Tom nodded. "Why not? I’ll show you the machine I have that makes water fly!"

"And soup, too," Bud added.

Inside the lab Tom demonstrated a small hand-held model of his repelatron and explained how he had used it to outwit
some bad men
who had tried to take over his undersea hydrodome. The students were wide-eyed with wonder at these American marvels.

Suddenly a sharp, splintering crash caused Tom to whirl about. One of the young men, who had drifted somewhat away from the group, was bending down and holding his hand, a tray of shattered microscope slides on the floor by his feet.

"Ow!"
he cried. "I am bleeding, I—I think I—" His face was white and he seemed about to topple over. Tom rushed up to support him, and the student leaned close against him.

"I’ll call the infirmary," Tom said reassuringly. "Dr. Simpson will take care of your cut."

The young man bent his head down low to his chest. His back, and Tom’s, were turned to the rest of the group.
"Tom, listen!"
he whispered, almost inaudibly. "I must speak to you. Something horrible is going to happen! But the others can’t know that I’ve talked to you!"

His voice was desperate—and terrified!

 

CHAPTER 2
THREAT FROM THE COSMOS

"IS PETAR all right?" demanded the tour leader worriedly. "Is he ill?"

"He’ll be fine," said Tom, thinking furiously.

"Shall I call Doc over?" Bud asked.

"No, Bud. Listen, why don’t you go on with George and the tour—show them the observatory.

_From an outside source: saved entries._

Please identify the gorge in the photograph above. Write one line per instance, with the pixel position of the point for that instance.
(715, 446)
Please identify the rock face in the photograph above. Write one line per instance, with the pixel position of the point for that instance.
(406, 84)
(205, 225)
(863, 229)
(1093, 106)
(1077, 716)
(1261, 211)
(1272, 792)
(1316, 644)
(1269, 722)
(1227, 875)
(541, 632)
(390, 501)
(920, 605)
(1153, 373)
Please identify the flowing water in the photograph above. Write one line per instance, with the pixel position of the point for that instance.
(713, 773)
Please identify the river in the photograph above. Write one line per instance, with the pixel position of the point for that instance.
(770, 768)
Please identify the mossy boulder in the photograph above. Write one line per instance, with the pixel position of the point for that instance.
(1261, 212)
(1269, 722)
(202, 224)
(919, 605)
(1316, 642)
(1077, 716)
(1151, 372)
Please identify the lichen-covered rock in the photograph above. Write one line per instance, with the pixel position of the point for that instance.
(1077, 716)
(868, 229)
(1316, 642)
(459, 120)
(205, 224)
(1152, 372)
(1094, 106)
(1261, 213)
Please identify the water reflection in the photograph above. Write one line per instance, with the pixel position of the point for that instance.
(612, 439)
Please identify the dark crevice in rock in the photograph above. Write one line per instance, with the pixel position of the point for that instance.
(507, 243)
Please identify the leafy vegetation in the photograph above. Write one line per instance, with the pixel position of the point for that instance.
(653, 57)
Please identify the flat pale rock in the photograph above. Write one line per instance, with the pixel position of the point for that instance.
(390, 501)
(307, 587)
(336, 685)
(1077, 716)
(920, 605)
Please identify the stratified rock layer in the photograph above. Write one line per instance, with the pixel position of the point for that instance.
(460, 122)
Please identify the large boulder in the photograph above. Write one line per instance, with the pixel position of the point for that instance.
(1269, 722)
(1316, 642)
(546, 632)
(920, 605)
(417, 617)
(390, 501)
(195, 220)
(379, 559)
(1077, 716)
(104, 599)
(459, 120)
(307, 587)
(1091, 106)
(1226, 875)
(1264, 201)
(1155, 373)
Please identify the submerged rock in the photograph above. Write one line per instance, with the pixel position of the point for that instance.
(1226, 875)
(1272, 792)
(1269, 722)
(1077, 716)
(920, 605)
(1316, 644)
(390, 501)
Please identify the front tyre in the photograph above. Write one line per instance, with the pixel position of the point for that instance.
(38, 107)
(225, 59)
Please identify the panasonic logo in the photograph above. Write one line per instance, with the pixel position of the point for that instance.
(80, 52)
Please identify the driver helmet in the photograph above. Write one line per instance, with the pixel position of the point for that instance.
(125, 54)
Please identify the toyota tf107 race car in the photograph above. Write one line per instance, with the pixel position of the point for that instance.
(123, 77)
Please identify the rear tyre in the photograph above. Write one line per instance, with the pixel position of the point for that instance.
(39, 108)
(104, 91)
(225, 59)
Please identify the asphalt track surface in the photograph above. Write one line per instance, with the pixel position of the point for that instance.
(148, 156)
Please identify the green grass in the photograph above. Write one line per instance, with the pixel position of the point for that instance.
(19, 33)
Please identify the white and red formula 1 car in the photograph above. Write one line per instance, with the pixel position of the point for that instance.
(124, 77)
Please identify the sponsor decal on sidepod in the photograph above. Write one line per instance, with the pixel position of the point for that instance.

I’ll take Petar over to the infirmary myself. We’ll join up with you."

"Sure, skipper," replied Bud. He sensed something in his pal’s voice that warned him not to ask any questions.

Before the group could leave, Tom guided the student out into the hall and on to the ridewalk, which whisked them out into the sunlight. "Are you really hurt?" the scientist-inventor asked.

The young man, who appeared to be about 20 years old, stood up straight. "No. I apologize for the glass things—it was necessary."

"I thought Brungaria was over all that thought-control, cloak-and-dagger stuff," commented Tom wryly.

"Brungaria has changed much," said the student; "some things—they are slower to change. Mr. Atkossov watches over us carefully. If he reported I was talking to you secretly, the state police would ask me what we talked about, and it would not go so well."

Tom led Petar into an employee lounge, deserted for the moment. "We can talk here."

They sat down on a sofa and the young man fixed Tom in a serious gaze. "My name is Petar Nevolyan. I am in—you would call it the graduate level of instruction, in electrical technology. At the Academy."

"Is there something wrong at the Academy?" asked Tom.